ANCIENT MEALAn excavated Monte Verde structure, possibly once used as a medical hut, contains several chewed pieces of seaweed.
T. Dillehay
Southern Chile lies near the bottom of the world, but it
sits atop scientific efforts to unravel how and when the Americas were
first settled. New evidence unearthed at Chile’s Monte Verde site supports the
idea that prehistoric people moved slowly down the Pacific Coast — beginning
well before 14,000 years ago — and established many inland outposts along the
way.
A team led by archaeologist Tom Dillehay of Vanderbilt
University in Nashville unearthed ample remains of nine seaweed species —
including five species not found before at Monte Verde — from hearths and other
parts of two hutlike structures. Radiocarbon measurements of seaweed remnants
yielded an age estimate ranging from 14,220 to 13,980 years ago.
That finding buttresses Dillehay’s controversial 1997 report,
based on radiocarbon dating of bones and charcoal, that people inhabited Monte
Verde by 14,000 years ago. The southern Chilean site, located 30 kilometers
from the coast, was occupied more than 1,000 years earlier than any other
reliably dated settlement in the Americas, the researchers conclude in the May
9 Science.
“Finding seaweed wasn’t a surprise, but finding five new
species in the abundance that we found them was a surprise,” Dillehay says.
“The Monte Verdeans were really like beachcombers and apparently had a
tradition of exploiting coastal resources.”

BEACHCOMBERSAncient residents of Monte Verde may have trekked west to Pacific Coast beaches such as this one in order to gather seaweed and other coastal resources.Mario Pino
Whereas some types of seaweed at Monte Verde came from the
coast, others derived from an inland bay situated six kilometers south of the
settlement.
The seaweed species recovered at Monte Verde all represent
good sources of iodine, iron, zinc and other nutrients. These seaweeds also
promote cholesterol metabolism, bone strength and the body’s ability to fight
infection. Local populations still use certain seaweed species found at Monte
Verde to treat common health problems.
Dillehay’s team also recovered three stone tools, one of
which contains microscopic seaweed fragments on its edge. Ancient residents
used this implement to cut and prepare seaweed, the researchers suggest.

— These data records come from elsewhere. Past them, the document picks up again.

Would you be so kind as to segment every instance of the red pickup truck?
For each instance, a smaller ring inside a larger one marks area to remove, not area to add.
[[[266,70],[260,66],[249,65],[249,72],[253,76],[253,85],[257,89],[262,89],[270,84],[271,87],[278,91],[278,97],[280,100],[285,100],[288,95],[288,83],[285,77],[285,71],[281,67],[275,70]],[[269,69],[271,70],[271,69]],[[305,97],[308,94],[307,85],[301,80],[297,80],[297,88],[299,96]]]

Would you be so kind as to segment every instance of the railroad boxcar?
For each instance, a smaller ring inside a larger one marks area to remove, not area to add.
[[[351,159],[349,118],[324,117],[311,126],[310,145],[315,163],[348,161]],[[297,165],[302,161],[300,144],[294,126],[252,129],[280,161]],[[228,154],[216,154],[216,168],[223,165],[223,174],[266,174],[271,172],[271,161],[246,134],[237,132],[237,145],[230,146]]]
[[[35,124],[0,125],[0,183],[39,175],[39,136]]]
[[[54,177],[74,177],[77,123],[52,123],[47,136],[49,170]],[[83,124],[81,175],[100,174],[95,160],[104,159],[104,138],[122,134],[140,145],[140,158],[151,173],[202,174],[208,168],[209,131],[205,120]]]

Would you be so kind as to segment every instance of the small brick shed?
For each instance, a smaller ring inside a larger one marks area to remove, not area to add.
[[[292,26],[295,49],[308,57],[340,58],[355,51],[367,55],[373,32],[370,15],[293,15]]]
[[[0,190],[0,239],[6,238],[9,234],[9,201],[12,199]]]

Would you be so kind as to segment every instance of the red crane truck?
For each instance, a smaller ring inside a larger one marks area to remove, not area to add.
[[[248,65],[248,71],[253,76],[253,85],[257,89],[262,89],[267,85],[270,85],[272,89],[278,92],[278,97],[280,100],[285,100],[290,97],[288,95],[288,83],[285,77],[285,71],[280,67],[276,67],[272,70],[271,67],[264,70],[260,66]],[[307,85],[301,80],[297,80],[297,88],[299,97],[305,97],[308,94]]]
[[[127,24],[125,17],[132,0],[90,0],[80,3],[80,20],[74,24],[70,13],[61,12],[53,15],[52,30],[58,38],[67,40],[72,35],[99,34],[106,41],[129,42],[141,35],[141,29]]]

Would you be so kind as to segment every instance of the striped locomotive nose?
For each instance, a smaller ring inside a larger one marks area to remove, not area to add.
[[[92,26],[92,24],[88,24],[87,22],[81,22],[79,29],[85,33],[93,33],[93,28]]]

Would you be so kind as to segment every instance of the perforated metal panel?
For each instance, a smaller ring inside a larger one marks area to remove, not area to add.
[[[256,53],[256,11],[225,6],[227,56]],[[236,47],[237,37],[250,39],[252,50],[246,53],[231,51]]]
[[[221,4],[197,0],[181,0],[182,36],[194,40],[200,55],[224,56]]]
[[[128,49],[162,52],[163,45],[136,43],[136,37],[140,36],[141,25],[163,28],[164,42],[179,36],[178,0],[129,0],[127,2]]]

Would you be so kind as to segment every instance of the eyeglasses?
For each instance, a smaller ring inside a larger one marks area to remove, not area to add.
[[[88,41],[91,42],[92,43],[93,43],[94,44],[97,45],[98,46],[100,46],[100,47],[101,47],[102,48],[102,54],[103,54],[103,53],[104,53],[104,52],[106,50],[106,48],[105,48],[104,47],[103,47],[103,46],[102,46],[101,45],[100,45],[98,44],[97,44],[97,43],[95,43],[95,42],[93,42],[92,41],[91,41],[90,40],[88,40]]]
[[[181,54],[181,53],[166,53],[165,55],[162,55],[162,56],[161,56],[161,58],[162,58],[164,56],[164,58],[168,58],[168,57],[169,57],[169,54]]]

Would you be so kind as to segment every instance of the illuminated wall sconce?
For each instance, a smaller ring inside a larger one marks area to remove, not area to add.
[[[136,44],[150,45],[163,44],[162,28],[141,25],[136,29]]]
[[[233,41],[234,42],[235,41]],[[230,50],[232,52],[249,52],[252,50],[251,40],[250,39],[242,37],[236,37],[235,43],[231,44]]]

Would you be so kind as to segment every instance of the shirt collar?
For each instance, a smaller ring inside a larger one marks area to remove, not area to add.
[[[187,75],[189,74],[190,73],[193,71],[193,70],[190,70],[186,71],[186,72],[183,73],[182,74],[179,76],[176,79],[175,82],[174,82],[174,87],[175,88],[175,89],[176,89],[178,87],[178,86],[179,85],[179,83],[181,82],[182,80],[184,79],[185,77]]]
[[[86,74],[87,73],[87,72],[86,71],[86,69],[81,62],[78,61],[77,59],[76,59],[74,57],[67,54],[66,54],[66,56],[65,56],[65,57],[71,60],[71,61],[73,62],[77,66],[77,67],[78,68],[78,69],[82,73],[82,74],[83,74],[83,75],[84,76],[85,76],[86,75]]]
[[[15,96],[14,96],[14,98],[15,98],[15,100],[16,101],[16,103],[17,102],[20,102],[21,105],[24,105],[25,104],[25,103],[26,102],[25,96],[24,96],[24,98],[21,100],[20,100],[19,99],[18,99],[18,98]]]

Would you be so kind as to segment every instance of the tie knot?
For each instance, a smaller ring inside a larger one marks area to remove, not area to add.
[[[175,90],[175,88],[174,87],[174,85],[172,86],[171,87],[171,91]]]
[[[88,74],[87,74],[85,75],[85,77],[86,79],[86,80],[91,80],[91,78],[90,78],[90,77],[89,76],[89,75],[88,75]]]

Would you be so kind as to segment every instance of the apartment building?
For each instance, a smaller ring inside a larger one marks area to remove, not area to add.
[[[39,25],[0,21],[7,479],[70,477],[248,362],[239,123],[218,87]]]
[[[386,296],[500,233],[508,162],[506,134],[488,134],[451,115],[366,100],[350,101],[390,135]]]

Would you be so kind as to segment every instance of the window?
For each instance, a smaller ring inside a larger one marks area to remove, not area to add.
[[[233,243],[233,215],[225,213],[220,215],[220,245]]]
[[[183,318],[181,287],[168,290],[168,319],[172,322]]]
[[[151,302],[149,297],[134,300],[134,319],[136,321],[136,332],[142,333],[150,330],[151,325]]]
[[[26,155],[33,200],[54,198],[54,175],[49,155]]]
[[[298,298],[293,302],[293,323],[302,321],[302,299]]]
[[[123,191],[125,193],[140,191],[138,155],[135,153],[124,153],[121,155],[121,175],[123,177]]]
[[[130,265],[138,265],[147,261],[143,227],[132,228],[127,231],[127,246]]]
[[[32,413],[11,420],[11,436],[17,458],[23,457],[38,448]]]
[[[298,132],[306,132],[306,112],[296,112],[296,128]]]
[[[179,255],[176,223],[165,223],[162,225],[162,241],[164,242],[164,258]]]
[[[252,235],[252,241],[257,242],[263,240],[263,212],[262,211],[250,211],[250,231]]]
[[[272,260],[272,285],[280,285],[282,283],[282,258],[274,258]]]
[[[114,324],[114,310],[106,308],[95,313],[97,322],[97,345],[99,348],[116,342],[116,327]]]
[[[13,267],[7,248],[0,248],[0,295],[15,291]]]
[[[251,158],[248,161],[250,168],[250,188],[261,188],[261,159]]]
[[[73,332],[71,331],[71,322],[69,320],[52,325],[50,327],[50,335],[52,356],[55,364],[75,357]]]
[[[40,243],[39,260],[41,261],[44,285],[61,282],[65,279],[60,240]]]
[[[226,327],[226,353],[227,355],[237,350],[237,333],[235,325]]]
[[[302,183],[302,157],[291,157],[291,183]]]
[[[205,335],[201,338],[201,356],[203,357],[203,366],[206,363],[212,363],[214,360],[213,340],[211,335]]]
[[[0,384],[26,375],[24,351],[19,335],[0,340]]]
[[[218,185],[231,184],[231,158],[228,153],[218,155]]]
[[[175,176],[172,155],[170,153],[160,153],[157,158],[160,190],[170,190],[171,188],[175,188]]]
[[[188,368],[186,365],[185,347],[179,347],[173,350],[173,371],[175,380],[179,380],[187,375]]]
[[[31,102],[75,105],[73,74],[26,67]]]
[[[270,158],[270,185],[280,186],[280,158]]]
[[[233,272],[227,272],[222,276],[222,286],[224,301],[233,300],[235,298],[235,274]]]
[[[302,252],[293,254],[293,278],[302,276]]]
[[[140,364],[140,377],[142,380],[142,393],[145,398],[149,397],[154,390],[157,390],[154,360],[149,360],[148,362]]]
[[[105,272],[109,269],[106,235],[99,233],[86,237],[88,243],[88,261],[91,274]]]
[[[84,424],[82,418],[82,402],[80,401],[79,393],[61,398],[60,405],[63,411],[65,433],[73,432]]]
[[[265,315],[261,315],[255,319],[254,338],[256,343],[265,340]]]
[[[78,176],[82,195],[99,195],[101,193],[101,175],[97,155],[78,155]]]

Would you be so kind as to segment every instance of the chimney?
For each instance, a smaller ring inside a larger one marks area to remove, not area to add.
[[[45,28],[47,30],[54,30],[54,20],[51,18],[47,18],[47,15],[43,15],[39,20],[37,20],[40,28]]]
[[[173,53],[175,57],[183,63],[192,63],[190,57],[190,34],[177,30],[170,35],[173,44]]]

Because Monte Verde also contains remains of nearby animals,
vegetables and nuts, Dillehay suspects that ancient people moved back and forth
from the coast to the inland site.
If other early New World migrants traveled down the Pacific Coast
from Alaska to South
America, they may have stopped along the way to reap the bounties
of hundreds of inland river basins, Dillehay proposes. That process began more
than 16,000 years ago, in his view. “The peopling of the Americas may
not have been the blitzkrieg movement to the south that researchers have
assumed, but a much slower and more deliberate process,” he says.
Jon Erlandson of the University
of Oregon in Eugene agrees. He hypothesizes that people
could have moved slowly down the Pacific
Coast, exploiting a range
of resources from kelp forests just off the coast. “The new Monte Verde
research provides a nice seaweed garnish for this coastal migration theory,” he
says.
Dillehay’s results challenge the longstanding view that New
World colonization began no more than 13,000 years ago and reached South
America perhaps a millennium later as groups of big game hunters followed herds
south.
The new study verifies that people lived at Monte Verde
14,000 years ago, remarks archaeologist Daniel Sandweiss of the University of Maine in Orono. Until now, Sandweiss had
been skeptical of that claim.
“The model of slow migration with inland forays is
intriguing and quite possibly right,” Sandweiss says. To test that hypothesis,
scientists need to find evidence of other ancient inland sites that contain
coastal resources, in his view. Sea-level rises have probably submerged most
coastal settlements from Monte Verde’s time.